Open Data Infrastructure
Lakekeeper Multi-Tenant Iceberg Catalogs
Operational questions for Lakekeeper multi-tenant Iceberg catalogs across warehouses, identity, audit, and recovery.
Multi-tenant catalogs fail in the spaces between tenants, not inside the happy path for one table.
The practical problem
Lakekeeper is an Apache Iceberg REST catalog with governance and authorization features. That makes it interesting for teams that want central catalog operations without handing every workload to a single closed platform.
Multi-tenancy raises the bar. A catalog can serve many teams, projects, warehouses, and namespaces, but the operational model has to prove isolation, recovery, and auditability before the platform becomes shared infrastructure.
Tenant boundaries need names
The first design decision is not technical. It is the tenant boundary. Is a tenant a business unit, product domain, environment, customer, legal entity, or workload class? The catalog structure should make that answer visible.
Lakekeeper documentation describes warehouses, projects, authentication, authorization, and policy integrations. Those features become useful only when the platform team maps them to the boundaries the organization actually operates.
Core idea: multi-tenant catalog design is an isolation contract before it is a namespace layout.
Operational controls decide whether sharing works
A multi-tenant catalog needs identity controls, role assignment workflows, audit records, recovery tests, and drift checks. Authorization backends such as OpenFGA or Cedar can help represent permissions, but operations still need procedures for bootstrap, backup, restore, reconciliation, and incident response.
The same applies to engines. A shared query engine that reaches the catalog with broad credentials can undo the tenant model.
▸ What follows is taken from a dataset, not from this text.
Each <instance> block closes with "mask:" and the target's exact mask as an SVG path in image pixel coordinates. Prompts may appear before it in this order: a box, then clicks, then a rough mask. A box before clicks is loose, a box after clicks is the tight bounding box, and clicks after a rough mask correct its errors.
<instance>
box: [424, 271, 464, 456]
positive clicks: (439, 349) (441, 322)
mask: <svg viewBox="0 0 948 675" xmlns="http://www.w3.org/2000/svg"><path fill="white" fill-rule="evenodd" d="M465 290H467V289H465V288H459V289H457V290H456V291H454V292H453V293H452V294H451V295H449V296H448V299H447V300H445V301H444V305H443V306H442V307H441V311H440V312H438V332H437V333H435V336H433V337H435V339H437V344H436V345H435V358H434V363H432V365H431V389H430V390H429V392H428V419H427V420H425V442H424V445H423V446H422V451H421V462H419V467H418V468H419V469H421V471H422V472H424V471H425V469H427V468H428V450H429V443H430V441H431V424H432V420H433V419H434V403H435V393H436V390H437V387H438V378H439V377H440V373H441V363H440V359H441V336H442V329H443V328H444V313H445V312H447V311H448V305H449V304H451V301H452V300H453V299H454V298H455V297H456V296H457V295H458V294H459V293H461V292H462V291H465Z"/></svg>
Lakekeeper OPA bridge documentation is a reminder that compute enforcement and catalog enforcement are different patterns, and each carries different trust assumptions.
What breaks first
- Project and warehouse boundaries reflect deployment history instead of tenant risk.
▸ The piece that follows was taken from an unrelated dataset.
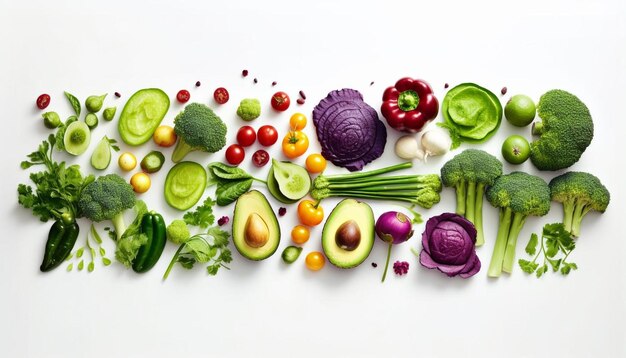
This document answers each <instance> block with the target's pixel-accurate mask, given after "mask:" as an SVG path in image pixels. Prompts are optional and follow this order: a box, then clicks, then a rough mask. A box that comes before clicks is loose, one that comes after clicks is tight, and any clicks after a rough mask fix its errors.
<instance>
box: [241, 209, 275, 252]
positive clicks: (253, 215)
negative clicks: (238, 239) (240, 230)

- Engine credentials flatten tenant permissions into one privileged path.
- Backup and restore test the catalog database but not authorization state.
- Audit logs show API calls but not tenant impact.
Questions to ask
- What is the tenant boundary, and where is it encoded?
- Which identities administer tenants versus read tenant data?
- How are authorization state and catalog state reconciled after restore?
- Can one tenant incident be contained without freezing the catalog?
For adjacent operations, read Lakekeeper and Open Catalog Operations, Lakekeeper Backup and Recovery for Iceberg Catalogs, and Apache Polaris and Lakekeeper Catalog Operations.
Sources to start with
These primary sources anchor the technical claims in this guide.
- Lakekeeper documentation
- Lakekeeper authorization
- Lakekeeper OPA bridge
- Apache Iceberg REST Catalog specification
A shared catalog works only when tenant isolation is boring enough to trust.